I'm back again with another rotation problem. Rotations always seem to flummox me.

I want to move a prim (it's actually the root of a linked set) in the direction it's facing, whatever it's rotation in the region is. Any help would be greatly appreciated.

 

[steph Arnott]

Just fix the rotation in a global parameter. Then you could use a test if for what ever reason if it has changed and snap it back.

[Rolig Loon]

The local direction that a prim is facing is always llGetRot(), and "forward" is in the prim's +X direction, so if you want to move a prim in the direction that it's facing, you will want to move it to

llGetPos() + <forward_distance,0.0,0.0>* llGetRot()

[Phil Deakins]

Thank you Rolig. I'll give that a whirl.

I did try a test using *llGetRot() but I obviously did it wrong. I have a mental block with rotations in SL.

[Innula Zenovka]

The multiplication sign is a bit misleading here, since you're not multiplying the vector by anything.   You're translating it.

The reason this can be a source of confusion is that multiplication is commutative; that is, a*b == b*a.   

Translations, on the other hand, certainly aren't commutative, and llSetPos(pos * llGetRot()) means something very different from llSetPos (llGetRot() * pos).

 

[Phil Deakins]

A bit misleading? lol

It doesn't take much to confuse the hell out of me

 

@Rolig. That worked - ty

 

[Rolig Loon]

Glad to hear it.  

Yeah, you have stepped into an area of math that is really not all that difficult, but it's often neglected in the standard curriculum.  I've never understood why. Matrix algebra is extremely useful as a way to manage geometric manipulations in numerical terms. It has only a handful of fundamental rules. Once you've mastered them, a lot of the mystery of vectors and rotations in SL becomes much clearer.  (It never vanishes, but it does make sense.)  If you're at all interested -- not just frustrated but actually interested enough to figure it out -- I think you'll find it easy to get a basic primer in any good book store.  

[steph Arnott]

"small pebble used for counting" lol

[Phil Deakins]

Right. I have that page open and I'll go through it during today. If I don't mange to get a grasp of it today, I'll bookmark it. Thank you, Rolig. You're my hero As is Innula, of course

[Madelaine McMasters]

If you haven't already, read this page, too...

http://wiki.secondlife.com/wiki/Rotation

And ignore the math on this page, just read the history...

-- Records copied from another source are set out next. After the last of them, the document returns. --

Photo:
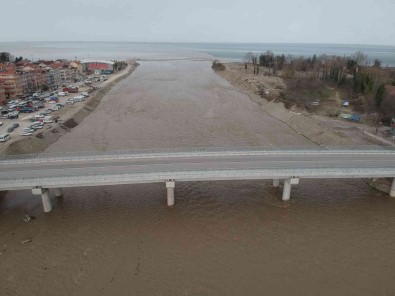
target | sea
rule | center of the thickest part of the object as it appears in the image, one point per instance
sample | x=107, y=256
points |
x=226, y=51
x=334, y=237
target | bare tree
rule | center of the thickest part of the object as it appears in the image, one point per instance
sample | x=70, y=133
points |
x=249, y=57
x=360, y=58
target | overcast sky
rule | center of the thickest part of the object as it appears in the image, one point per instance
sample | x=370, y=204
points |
x=283, y=21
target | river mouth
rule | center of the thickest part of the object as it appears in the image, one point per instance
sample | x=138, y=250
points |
x=220, y=238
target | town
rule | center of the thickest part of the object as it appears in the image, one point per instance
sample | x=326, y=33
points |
x=44, y=87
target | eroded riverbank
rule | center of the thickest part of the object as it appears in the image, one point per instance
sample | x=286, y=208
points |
x=221, y=238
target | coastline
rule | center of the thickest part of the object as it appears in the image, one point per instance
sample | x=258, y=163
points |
x=320, y=130
x=34, y=145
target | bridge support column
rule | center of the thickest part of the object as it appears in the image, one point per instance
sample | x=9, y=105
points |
x=392, y=190
x=58, y=192
x=170, y=185
x=287, y=187
x=47, y=205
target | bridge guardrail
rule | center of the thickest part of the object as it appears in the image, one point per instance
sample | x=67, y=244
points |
x=187, y=152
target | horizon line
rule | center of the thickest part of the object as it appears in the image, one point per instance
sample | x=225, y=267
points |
x=196, y=42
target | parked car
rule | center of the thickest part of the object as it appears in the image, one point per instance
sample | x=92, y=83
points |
x=4, y=137
x=48, y=119
x=26, y=110
x=79, y=98
x=36, y=126
x=13, y=115
x=28, y=130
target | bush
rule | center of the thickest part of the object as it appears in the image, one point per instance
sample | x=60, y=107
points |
x=217, y=66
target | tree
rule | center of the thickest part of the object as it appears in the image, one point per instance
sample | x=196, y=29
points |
x=380, y=94
x=248, y=58
x=360, y=58
x=4, y=57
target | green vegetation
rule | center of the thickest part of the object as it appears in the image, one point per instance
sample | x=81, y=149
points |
x=323, y=77
x=217, y=66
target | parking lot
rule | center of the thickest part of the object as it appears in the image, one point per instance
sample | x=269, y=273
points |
x=21, y=118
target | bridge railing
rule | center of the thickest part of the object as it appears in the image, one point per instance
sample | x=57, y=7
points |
x=188, y=152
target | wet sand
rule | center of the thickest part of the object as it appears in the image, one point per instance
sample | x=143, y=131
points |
x=176, y=104
x=335, y=237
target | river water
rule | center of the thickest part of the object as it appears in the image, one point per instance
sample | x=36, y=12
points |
x=335, y=237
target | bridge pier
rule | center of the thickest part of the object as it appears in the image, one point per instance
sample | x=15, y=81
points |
x=276, y=182
x=46, y=200
x=170, y=185
x=392, y=190
x=58, y=192
x=287, y=187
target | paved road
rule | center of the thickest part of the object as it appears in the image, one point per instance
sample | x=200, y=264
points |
x=135, y=168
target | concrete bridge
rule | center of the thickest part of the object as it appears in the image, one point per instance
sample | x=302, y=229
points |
x=44, y=171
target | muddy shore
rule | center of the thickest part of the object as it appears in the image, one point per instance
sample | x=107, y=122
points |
x=221, y=238
x=67, y=121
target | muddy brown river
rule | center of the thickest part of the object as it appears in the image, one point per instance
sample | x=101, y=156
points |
x=335, y=237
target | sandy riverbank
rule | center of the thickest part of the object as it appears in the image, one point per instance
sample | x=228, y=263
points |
x=221, y=238
x=68, y=118
x=323, y=131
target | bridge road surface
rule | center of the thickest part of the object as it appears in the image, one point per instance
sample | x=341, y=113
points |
x=78, y=171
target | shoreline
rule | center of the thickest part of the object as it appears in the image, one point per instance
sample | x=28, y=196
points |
x=320, y=130
x=308, y=125
x=35, y=145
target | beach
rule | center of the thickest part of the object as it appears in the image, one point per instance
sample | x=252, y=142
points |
x=221, y=238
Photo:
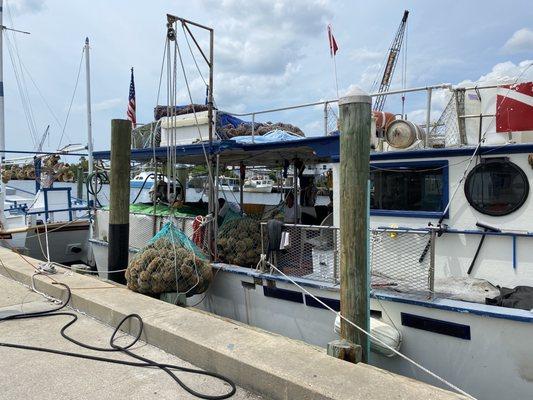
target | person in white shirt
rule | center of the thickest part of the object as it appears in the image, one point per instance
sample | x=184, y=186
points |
x=289, y=211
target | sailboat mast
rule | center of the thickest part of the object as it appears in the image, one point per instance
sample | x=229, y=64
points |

https://en.wikipedia.org/wiki/Quaternion

I like that Hamilton carved his quaternion equation into a stone bridge on his way to a meeting. I'm the sort who often misses meetings and leaves barely enough time to get to those I remember, let alone carve things in stone along the way.

[Phil Deakins]

That's why rotations always flummox me. Vectors are straight forward but quaternions are not - not to me, anyway. And there's so much reading that I won't go away any the wiser - except that * doesn't multiply. I hadn't known that before. No wonder it always flummoxed me. I had read the LL stuff about rotations and quaternions, but not to the extent of actually understanding it.